Now for the borough’s numbers. Principal planner Richard Harney said the 48 current properties are those that carry flood insurance based on the floodplain map requirements. So, there likely are more properties in the flood zone. They just don’t have to carry insurance because they don’t have a mortgage.
To get the 1,100 properties covered by the new maps, Harney said the borough took that proposed FEMA map, put it into the GIS mapper and searched for properties that intersect with the floodplain.
“And when we did so, it came up with all of the properties, including tideland parcels,” he said. “So we looked at parcels. We did not look at actual structures.”
So, for example, a property that’s not yet developed with a building on it still counts for the borough’s numbers.
“When FEMA went through and provided us these new numbers of actual structures, they went parcel by parcel, looking at each house, garage, greenhouse – structure – that were going to be included into the proposed floodplain,” he said. “We looked at parcels, they looked at structures.”

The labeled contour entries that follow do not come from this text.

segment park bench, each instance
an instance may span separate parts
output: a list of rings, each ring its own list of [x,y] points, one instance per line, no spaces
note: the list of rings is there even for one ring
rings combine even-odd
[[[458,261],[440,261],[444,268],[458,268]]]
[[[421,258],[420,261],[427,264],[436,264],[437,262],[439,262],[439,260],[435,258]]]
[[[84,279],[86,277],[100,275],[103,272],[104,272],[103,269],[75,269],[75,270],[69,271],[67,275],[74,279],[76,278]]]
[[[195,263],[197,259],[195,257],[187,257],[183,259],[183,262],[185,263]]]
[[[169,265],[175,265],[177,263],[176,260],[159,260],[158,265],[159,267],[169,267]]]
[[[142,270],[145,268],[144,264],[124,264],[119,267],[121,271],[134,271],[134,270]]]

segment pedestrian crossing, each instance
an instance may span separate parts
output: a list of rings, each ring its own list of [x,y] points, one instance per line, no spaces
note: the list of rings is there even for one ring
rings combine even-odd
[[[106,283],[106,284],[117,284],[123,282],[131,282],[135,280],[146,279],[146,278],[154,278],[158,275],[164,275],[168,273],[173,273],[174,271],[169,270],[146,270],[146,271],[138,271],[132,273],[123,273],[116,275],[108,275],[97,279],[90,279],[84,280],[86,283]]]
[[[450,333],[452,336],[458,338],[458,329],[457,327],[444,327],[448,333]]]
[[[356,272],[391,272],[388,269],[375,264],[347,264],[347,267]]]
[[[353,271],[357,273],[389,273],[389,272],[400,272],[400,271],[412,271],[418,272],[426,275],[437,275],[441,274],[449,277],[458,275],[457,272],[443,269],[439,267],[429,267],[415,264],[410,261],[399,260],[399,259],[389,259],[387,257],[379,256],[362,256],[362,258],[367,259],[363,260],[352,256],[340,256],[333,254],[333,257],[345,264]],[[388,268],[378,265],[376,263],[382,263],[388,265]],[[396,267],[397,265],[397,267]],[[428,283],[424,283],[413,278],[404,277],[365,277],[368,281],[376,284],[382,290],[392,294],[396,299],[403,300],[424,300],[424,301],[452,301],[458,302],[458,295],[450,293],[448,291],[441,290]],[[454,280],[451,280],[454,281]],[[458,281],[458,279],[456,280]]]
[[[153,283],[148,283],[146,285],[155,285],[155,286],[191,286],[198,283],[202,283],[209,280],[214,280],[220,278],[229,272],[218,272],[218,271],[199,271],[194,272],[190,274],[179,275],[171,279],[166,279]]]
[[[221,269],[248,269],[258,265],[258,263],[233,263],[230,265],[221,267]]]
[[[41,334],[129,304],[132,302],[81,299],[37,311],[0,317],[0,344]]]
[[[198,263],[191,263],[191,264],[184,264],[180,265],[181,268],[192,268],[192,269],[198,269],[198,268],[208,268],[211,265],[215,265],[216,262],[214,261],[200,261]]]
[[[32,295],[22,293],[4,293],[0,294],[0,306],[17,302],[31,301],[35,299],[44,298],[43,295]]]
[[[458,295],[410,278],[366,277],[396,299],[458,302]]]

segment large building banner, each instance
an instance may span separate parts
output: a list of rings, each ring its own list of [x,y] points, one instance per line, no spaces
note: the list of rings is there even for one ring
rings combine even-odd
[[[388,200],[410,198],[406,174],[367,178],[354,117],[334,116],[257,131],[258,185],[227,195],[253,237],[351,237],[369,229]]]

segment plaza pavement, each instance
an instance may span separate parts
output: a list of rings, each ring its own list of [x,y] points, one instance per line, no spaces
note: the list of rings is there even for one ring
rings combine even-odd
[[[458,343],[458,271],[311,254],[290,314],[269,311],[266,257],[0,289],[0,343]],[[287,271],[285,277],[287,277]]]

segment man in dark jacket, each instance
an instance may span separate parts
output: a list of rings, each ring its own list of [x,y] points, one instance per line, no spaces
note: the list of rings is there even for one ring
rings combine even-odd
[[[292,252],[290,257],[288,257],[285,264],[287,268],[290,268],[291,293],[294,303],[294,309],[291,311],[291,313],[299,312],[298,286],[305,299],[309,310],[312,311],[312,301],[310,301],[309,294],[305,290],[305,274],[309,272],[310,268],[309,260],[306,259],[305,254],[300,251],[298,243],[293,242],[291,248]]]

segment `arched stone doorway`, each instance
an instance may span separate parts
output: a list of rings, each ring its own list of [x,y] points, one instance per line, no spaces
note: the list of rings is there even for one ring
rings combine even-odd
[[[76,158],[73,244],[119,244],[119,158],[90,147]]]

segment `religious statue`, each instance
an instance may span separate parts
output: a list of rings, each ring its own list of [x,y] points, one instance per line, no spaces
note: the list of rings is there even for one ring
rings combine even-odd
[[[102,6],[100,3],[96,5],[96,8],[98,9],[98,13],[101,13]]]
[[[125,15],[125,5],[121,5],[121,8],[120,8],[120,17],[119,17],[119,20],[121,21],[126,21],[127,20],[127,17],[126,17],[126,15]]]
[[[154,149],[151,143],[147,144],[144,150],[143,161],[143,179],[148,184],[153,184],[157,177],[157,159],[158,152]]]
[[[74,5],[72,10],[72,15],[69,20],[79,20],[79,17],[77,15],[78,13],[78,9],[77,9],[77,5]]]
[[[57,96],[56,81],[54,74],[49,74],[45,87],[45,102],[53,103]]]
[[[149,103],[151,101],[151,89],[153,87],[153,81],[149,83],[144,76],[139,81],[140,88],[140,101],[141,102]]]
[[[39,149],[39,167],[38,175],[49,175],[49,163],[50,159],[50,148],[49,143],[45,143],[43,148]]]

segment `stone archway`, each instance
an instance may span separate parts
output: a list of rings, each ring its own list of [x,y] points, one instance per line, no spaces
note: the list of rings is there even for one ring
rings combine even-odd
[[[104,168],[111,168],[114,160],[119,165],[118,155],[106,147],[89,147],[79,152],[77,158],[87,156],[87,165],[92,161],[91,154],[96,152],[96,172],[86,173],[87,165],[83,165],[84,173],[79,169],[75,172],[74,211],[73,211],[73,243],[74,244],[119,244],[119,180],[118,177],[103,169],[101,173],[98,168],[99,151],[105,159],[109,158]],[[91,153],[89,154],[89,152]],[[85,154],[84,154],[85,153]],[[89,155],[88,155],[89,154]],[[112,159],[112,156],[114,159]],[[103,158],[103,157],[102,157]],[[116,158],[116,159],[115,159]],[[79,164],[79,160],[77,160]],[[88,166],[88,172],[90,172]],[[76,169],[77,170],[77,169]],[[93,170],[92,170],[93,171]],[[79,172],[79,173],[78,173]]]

Perkins agrees that his numbers are based on structures in the floodplain. But he did look at affected parcels, too.
“So, a lot of coastal properties will have some land that kind of bleeds a little bit into where our floodplain mapping would show,” he said. “If you go by that, you can get the numbers up to 674 parcels.”
Closer, at least, if not in sync.
Whoever’s numbers are right, the takeaway is that more properties in the Ketchikan Gateway Borough will be part of the flood zone under the new maps.
There’s a larger debate about that. Some argue that coastal areas in Southeast Alaska don’t flood, so a flood insurance requirement is unnecessary. State Sen. Bert Stedman is a vocal opponent of the expansion, and has been looking into alternatives for affected communities.
The City of Ketchikan and Ketchikan Gateway Borough are working together to seek an extension of the floodplain map comment period.
Perkins said his office is under a statutory requirement of a 90-day review period. So, he can’t extend it. But
“I believe they’re raising it to the proper authorities, which is more our headquarters counterparts,” he said. “And they’ll provide a more formal, official response to that.”
In the meantime, Perkins said his office will continue to work with local officials and homeowners.
“We put a lot of effort in getting this information as accurate as we could, but again we are in the comment and appeal period, so this is the time to raise comments and concerns about the maps so we can make sure we get it right before we finalize the maps,” he said.
Perkins said he understands the added insurance requirement can be a challenge for individual property owners. But, he said, it’s important to know the risk.
The Ketchikan City Council on Thursday approved a resolution asking for a full year to evaluate and comment on the proposed new flood maps. The Ketchikan Gateway Borough Assembly will vote on a companion resolution on Monday.